I also took some time to “finish” a few things. When teaching, as I did last weekend, I often start a tile or demo a tangle on one and move on. What’s left is a pile of really random tiles, some with only a tangle and no strings, others resembling most of the tiles I do in a basic class since I keep the string and tangles fairly simple. These are a challenge to complete and I’ll tackle a few from time to time just to see what I can do with them. While working on my Diva Challenge, I realized a previous page in my calendar had never been shaded so I thought it might be interesting to share the before and after on my blog. Shading really is a personal preference and there are tangles that I never shade, and others that change dramatically with a little bit of pencil strategically applied. To really learn more about shading, take a look at Made in the Shade by Cris Letourneau. Cris earned her CZT along with me in 2011. This book is a deep dive into the world of shading specific to Zentangle and is well worth the investment. You can see more of Cris’ work here.
Give Quandary a try and I hope you enjoy the fruits of my various dilemmas.
“King Cake: A party staple from January 6 through Mardi Gras day, the cake is named for the three kings who visited the Christ Child and whose feast, the Epiphany, is celebrated on January 6, the Twelfth Night after Christmas. Traditionally, the cake is a brioche pastry baked in a circle, suggesting a crown (although for convenience, large ones are oval). They are sprinkled with gem-like sugar crystals in the official Mardi Gras colors of purple, green and gold. A plastic baby (symbol of the Christ Child), or in some cases a bean, is baked inside. By custom, the one who finds it throws the next king cake party. Lately, the brioche recipe has been supplemented by a coffee-cake ring alternative. French settlers brought the gâteau des rois to Louisiana in the 18th century. Their original round, flaky pastry pie filled with almond crème and topped by a paper crown, is now making a comeback in the French pastry shops around the city.” from New Orleans Convention and Visitors Bureau website
I’ve never been a big fan of Mardi Gras parades, but I love the history and lore associated with the holiday. My particular favorite is the King Cake. Just about every grocery store and bakery has their own special version with a variety of flavors ranging from plain (a little cinnamon) to Voodoo and Praline. Heated discussions revolve around where to find the best King Cake in the state and everyone has a favorite flavor. Natives lament the fact that the baby is no longer baked into the cake (liability now that they are shipped around the world, you know.) King Cake parties are frequent so everyone can get their fill because these treats are only made from January 6 through Mardi Gras day.

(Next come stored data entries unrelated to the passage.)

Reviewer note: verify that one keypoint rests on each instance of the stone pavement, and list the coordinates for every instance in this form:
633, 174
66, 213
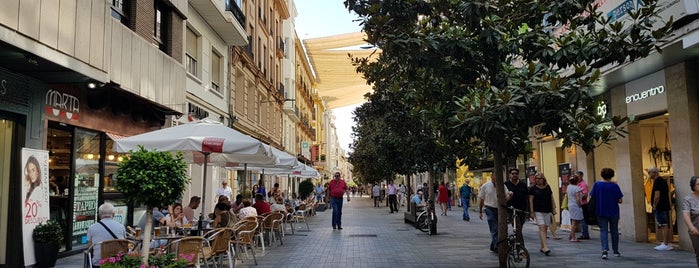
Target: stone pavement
372, 237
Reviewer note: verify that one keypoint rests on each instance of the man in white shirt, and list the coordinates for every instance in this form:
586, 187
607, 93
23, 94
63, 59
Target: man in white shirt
488, 200
105, 229
224, 190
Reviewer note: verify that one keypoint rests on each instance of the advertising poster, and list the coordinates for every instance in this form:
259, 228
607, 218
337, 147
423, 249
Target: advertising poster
35, 193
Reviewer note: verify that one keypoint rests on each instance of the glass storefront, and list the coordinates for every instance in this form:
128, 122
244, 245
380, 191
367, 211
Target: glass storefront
6, 133
81, 161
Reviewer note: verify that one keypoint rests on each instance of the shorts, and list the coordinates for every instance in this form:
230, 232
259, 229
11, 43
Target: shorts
662, 218
543, 218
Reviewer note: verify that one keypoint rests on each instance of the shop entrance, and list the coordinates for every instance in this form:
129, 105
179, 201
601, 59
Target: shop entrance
657, 151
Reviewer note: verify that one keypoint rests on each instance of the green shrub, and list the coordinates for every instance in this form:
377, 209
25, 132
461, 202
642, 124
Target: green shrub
305, 188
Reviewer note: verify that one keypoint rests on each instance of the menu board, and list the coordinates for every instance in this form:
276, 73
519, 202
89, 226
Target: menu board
85, 206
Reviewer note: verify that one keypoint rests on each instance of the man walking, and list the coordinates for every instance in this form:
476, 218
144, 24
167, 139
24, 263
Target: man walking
584, 190
376, 193
488, 202
188, 211
337, 187
392, 197
465, 192
225, 190
660, 198
519, 199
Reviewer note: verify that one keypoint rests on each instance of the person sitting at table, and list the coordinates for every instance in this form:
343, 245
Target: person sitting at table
260, 205
237, 204
278, 205
105, 229
176, 218
224, 218
247, 210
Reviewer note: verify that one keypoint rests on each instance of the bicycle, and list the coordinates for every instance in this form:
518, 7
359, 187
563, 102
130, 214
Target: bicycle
517, 254
425, 219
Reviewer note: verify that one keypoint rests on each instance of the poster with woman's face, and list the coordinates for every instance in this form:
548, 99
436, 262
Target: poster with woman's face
35, 196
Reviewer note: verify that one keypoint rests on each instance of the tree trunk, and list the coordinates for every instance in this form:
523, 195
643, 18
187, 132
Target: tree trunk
145, 246
502, 212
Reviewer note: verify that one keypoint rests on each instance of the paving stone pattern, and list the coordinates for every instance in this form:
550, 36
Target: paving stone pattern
373, 237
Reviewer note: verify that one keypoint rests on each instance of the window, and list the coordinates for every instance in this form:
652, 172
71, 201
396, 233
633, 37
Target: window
216, 71
117, 10
160, 25
192, 51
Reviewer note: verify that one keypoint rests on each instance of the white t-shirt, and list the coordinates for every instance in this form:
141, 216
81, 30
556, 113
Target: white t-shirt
224, 191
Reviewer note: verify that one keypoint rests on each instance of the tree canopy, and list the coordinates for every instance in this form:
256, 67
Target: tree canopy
480, 74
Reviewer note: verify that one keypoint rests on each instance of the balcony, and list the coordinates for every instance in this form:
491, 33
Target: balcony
225, 17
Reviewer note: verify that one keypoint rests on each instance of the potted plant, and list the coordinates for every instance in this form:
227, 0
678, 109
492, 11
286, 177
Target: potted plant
47, 238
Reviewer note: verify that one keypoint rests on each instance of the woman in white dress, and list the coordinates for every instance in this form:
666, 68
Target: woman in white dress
574, 201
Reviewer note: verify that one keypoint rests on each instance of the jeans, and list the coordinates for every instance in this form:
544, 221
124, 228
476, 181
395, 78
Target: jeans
393, 202
585, 228
609, 225
464, 203
491, 215
336, 203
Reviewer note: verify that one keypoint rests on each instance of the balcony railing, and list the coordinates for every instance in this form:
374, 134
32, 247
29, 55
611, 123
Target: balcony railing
233, 7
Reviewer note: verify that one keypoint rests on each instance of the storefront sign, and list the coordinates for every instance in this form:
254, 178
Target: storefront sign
35, 197
646, 95
62, 105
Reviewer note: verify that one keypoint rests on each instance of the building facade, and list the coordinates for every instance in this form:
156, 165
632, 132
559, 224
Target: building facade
77, 75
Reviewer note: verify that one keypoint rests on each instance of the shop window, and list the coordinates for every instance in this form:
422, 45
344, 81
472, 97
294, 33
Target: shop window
86, 153
111, 162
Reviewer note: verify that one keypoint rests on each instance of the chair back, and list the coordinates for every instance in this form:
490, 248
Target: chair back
191, 245
110, 248
220, 239
245, 233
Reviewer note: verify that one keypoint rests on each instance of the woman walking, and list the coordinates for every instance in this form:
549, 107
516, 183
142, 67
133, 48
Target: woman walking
543, 206
443, 198
607, 197
574, 202
690, 214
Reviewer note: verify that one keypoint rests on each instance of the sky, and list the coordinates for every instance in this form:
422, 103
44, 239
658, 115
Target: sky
319, 18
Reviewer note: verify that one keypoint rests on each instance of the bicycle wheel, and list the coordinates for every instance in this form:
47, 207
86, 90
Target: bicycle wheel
517, 256
421, 223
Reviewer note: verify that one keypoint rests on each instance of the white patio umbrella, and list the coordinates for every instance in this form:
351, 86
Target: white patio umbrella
218, 144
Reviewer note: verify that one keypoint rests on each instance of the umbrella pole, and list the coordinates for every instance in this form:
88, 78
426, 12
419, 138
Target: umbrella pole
203, 193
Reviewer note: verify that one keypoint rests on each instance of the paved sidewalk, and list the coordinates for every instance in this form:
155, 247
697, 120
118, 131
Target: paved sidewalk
372, 237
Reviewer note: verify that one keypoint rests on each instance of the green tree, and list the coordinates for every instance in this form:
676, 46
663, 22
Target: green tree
154, 179
482, 73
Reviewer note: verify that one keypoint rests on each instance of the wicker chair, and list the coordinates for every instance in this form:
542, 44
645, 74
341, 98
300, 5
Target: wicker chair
108, 248
189, 245
245, 238
219, 246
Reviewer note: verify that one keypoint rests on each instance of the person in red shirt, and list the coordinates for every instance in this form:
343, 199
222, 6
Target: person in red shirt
260, 205
337, 187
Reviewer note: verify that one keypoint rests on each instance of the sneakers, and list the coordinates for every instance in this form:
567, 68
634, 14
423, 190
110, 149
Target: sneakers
664, 247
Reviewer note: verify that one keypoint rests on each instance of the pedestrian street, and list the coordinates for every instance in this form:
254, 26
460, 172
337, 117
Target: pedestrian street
373, 237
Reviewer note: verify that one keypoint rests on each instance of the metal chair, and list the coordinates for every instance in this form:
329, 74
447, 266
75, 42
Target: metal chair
108, 248
219, 246
189, 245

Since I have celiac disease and food allergies, King Cake has not been on my menu for many years. Each year as I run the gauntlet of brightly colored boxes stacked as high as my head and savor the rich aromas, I feel a little twinge of longing. This is one of the few times I miss being able to eat something on my “bad” list. I can watch dinner companions eat fresh bread, biscuits, cornbread and more without batting an eye but when it comes to King Cake, it’s another story altogether. That all changed this year. I learned last week that a local bakery/deli specializing in gluten-free, allergy friendly foods would be making King Cakes. Oh Joy!! I skated close to the deadline, picking up my special strawberry cream cheese King Cake yesterday afternoon, but I will eat King Cake this Mardi Gras season! In honor of this momentous occasion, I decided to create a Mardi Gras/King Cake inspired Zendala. The tangle Brayd fits my purposes perfectly as the dough of a King Cake is braided and decorated with Mardi Gras colored purple, gold and green sugar. Add beads, a crown and masks and it’s Mardi Gras on my tile. Now I am off to enjoy these last few hours of Fat Tuesday and my first taste of King Cake in years. Laissez les bon temps rouler!
Heartfelt thanks to Eric at Truly Free Bakery for creating my special treat!